Acto reflejo de la vieja liturgia, la CGT sale en pocas horas más a la calle; el peronismo busca recuperarla ante las organizaciones sociales, que de la mano del Papa y de Carolina Stanley en su momento, fueron ganando espacios (y plata) que solían pertenecer a los aparatos partidarios. No sólo en el conurbano los intendentes reclamarán la billetera asistencialista para intentar recuperar territorios hoy ganados por soldaditos de la droga y curas “villeros”. Los partidos laicos tienen allí una partida sin distinción de colores.
El gobierno nacional esgrime mejoras en la industria, que son ciertas e indispensables. Pero ningún barco flota por sobre el nivel del agua y las tasas subsidiadas son una ilusión de corto plazo si toda la economía no mejora. Para eso hace falta afrontar el déficit fiscal, que el presidente -bajo pluma de Gustavo Béliz- omitió en su discurso.
La convergencia fiscal (así se llamará el ajuste, para no llamarlo ajuste)- y un nuevo escenario cambiario (el crawling peg es la devaluación gradual que los economistas recomiendan) son indispensables para el acuerdo con el FMI. Si se vota la ley anunciada, será cuando Crtistina puede exculparse con la nueva composición del Senado. Un favor que le hace la derrota.
Además La Cámpora deberá definir si asume la “ortodoxia con control de daños” que intentará llevar adelante el gobierno nacional. Habrá que esperar el discurso de Máximo en esa instancia. Por el momento, hay que pasar fin de año sin estallido; un poco más de “platita” antes de hacer el trabajo duro, mientras los DEG alcancen para pagar al Fondo el vencimiento de diciembre.
La mesa de diálogo que ha insinuado la Casa Rosada con empresarios, gremialistas y organizaciones sociales, es un grito de tero. Los huevos habrá que contarlos en el Congreso, como exigió Horacio Rodríguez Larreta. Cambiemos se reúne este lunes para responder a la Casa Rosada. Sergio Masa deberá ensayar acuerdos sin las ficciones del congelamiento de precios de Roberto Feletti, sin dólares en las arcas del Banco Central de Miguel Pesce, sin el peronismo bonaerense, con un Axel Kicillof que ya no es “el heredero”.

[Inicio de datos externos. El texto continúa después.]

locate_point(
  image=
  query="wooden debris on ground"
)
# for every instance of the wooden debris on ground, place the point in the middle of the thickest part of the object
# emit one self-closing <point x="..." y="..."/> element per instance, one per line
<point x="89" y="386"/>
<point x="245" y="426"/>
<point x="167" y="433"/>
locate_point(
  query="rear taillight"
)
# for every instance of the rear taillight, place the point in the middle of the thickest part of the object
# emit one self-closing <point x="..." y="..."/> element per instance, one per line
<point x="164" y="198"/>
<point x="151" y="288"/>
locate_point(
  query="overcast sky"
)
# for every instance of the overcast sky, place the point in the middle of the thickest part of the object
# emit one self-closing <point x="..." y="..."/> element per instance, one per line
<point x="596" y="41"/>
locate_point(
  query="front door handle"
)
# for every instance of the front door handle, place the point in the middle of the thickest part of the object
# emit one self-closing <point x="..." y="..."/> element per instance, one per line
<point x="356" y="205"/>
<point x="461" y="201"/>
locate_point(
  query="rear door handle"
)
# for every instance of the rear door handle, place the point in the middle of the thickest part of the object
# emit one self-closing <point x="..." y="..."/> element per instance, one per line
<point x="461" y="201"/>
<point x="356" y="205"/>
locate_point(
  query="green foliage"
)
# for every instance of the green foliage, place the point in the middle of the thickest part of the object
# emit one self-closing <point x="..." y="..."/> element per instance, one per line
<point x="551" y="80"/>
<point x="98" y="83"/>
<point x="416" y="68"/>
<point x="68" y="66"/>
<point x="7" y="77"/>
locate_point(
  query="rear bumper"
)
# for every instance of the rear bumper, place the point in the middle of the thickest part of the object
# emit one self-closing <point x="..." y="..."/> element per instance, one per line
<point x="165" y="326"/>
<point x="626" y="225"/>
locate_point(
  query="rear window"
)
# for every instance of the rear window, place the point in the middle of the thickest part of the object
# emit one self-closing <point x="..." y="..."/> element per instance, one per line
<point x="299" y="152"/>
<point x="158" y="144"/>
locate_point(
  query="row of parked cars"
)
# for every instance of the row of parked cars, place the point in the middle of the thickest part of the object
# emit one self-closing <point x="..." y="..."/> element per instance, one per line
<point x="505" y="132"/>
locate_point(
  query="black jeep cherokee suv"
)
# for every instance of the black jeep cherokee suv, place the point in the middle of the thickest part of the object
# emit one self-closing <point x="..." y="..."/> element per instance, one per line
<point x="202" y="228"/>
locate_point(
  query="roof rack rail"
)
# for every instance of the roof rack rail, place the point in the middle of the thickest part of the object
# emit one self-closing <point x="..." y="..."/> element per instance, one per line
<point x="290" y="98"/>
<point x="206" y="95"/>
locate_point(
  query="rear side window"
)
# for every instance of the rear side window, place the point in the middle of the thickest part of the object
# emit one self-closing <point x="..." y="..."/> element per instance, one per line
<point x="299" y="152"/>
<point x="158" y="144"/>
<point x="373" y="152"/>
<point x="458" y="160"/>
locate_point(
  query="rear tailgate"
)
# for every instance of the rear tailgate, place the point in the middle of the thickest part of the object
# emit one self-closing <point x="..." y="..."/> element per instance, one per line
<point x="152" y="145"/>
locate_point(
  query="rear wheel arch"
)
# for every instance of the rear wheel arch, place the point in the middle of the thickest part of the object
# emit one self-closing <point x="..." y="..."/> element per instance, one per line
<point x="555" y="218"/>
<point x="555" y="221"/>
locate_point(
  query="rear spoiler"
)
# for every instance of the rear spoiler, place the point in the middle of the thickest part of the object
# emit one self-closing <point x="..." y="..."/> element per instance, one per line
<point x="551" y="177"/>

Y sin la fortaleza de los “gobernadores peronistas”. El tucumano Juan Manzur apenas pudo salvar honores en el noroeste que sigue en manos del PJ (excepto Jujuy), mientras sufrió derrotas categóricas tanto en la Patagonia como en el Centro de país. Tal vez Omar Perotti deba mirarse en el espejo de Juan Schiaretti; hay dignidades territoriales o ideológicas que no se pueden ceder por especulación personal. El santafesino hizo alianza con Cristina por ante un peronismo santafesino siempre reactivo al kirchnerismo; lo hizo justo en el momento de la declinación estelar de la vicepresidenta.
Cristina ha perdido su encanto y la centralidad, pero no dejará el aparato de poder con el que intenta la impunidad. Carlos Zannini en la Procuración, Juan Martín Mena, viceministro de Justicia; Gerónimo Ustarroz en el Consejo de la Magistratura, la oficina Anticorrupción, la Inspección General de Justicia, la AFI, la Unidad de Información Financiera (UIF) y la Afip. Son parte de un dispositivo que se volverá más intenso en la medida en que se acortan los plazos. La Corte espera, y los puede estirar.
Cristina Kirchner es juzgada en la causa de Vialidad Nacional o por los casos Hotesur y los Sauces; está elevado a juicio el caso de los cuadernos de la corrupción. Las urnas marcan un cambio de clima que, para desgracia de la República, suele influir en los ánimos de los magistrados; también pueden condicionar los entretelones decisivos de las negociaciones institucionales por venir.